On October 19, 2009, Cao filed a motion to reopen with the Board through new counsel. Cao alleged that prior counsel, Feng, rendered ineffective assistance in failing to specifically challenge the IJ’s finding of frivolousness in his brief before the Board. In an affidavit in support of the motion to reopen, Cao claimed that, but for counsel’s error in neglecting to challenge the finding of frivolousness, he would now be eligible for derivative asylee benefits through his wife. Cao explained that his wife was granted asylum on October 4, 2005. She attempted to file a Form 1-730 asylee relative petition on his behalf but learned that the IJ’s finding of frivolousness would prevent Cao from deriving status through her. Cao alleged that Feng had failed to tell him about the finding of frivolousness.
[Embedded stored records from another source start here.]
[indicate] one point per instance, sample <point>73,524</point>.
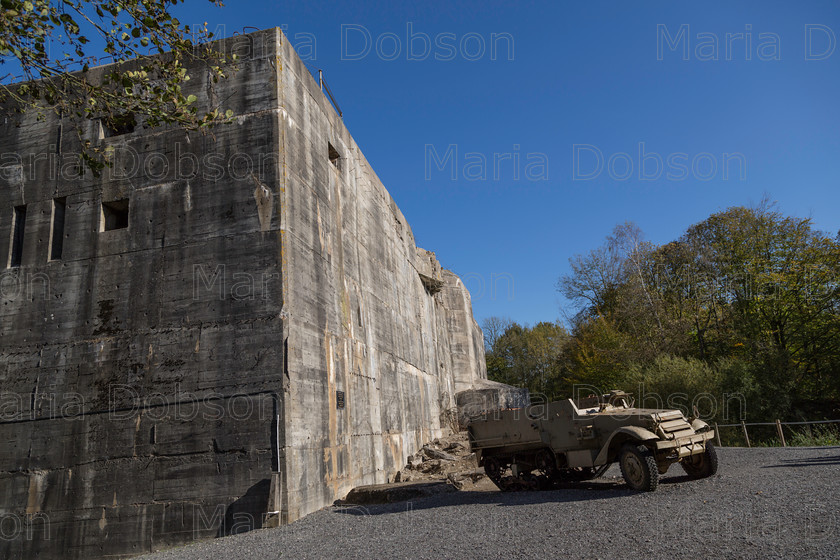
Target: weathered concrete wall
<point>361,318</point>
<point>154,377</point>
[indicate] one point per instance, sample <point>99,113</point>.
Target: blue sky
<point>579,73</point>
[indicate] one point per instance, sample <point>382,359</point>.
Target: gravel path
<point>763,503</point>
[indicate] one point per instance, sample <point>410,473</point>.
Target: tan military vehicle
<point>562,440</point>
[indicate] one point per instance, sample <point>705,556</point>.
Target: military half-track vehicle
<point>565,441</point>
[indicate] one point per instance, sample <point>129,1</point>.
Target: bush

To comply with Matter of hozada, 19 I. & N. Dec. 637 (BIA 1988), Cao submitted a letter from Feng, in which he responded to the charge of ineffectiveness. Feng contended that his argument against the negative credibility finding was sufficient, because, had he prevailed, the finding of frivolousness would have necessarily been undermined. A.R. 16. Cao countered that his prior counsel’s legal reasoning was plainly incorrect because an adverse credibility finding does not by itself support a finding that an asylum application is frivolous. See In re Y-L- 24 I. & N. Dec. 151, 156 (BIA 2007) (concluding that in determining that application for asylum is frivolous, IJ must address question of frivolousness separately and make specific findings that alien deliberately fabricated material elements of claim for asylum). Even when an IJ finds that an applicant is not credible, the question of frivolousless is separate. Accordingly, Feng rendered ineffective assistance. Cao explained that he saw no need to file a disciplinary complaint against Feng because he had been given an opportunity to respond to Cao’s allegations, and he had, in essence, admitted that *221 he did not expressly challenge the frivolousness finding. A.R. 11.

On April 30, 2010, the Board denied Cao’s motion to reopen as untimely filed. 8 C. F.R. § 1003.2(c)(2) (providing for 90 days from the date of order of removal in which to file motion to reopen). Noting that an allegation of ineffective assistance of counsel may provide a basis for equitable tolling of the motion to reopen deadline, see Borges v. Gonzales, 402 F.3d 398, 406 (3d Cir.2005), the Board faulted Cao for failing to report his former counsel to the disciplinary board as required by Lazada 1 The Board also determined that Cao had failed to act with due diligence in pursuing his ineffectiveness claim. Specifically, he offered no explanation for why he waited seven years after the Board’s decision to seek redress of prior counsel’s alleged deficient performance. See Mahmood v. Gonzales, 427 F.3d 248, 253 (3d Cir.2005). Lastly, the Board determined that Cao failed to show a reasonable likelihood that the result of the proceeding would have been different had prior counsel specifically argued in his brief that the IJ’s finding of frivolousness was in error. See Fadiga v. Att’y Gen., 488 F.3d 142, 157-59 (3d Cir.2007).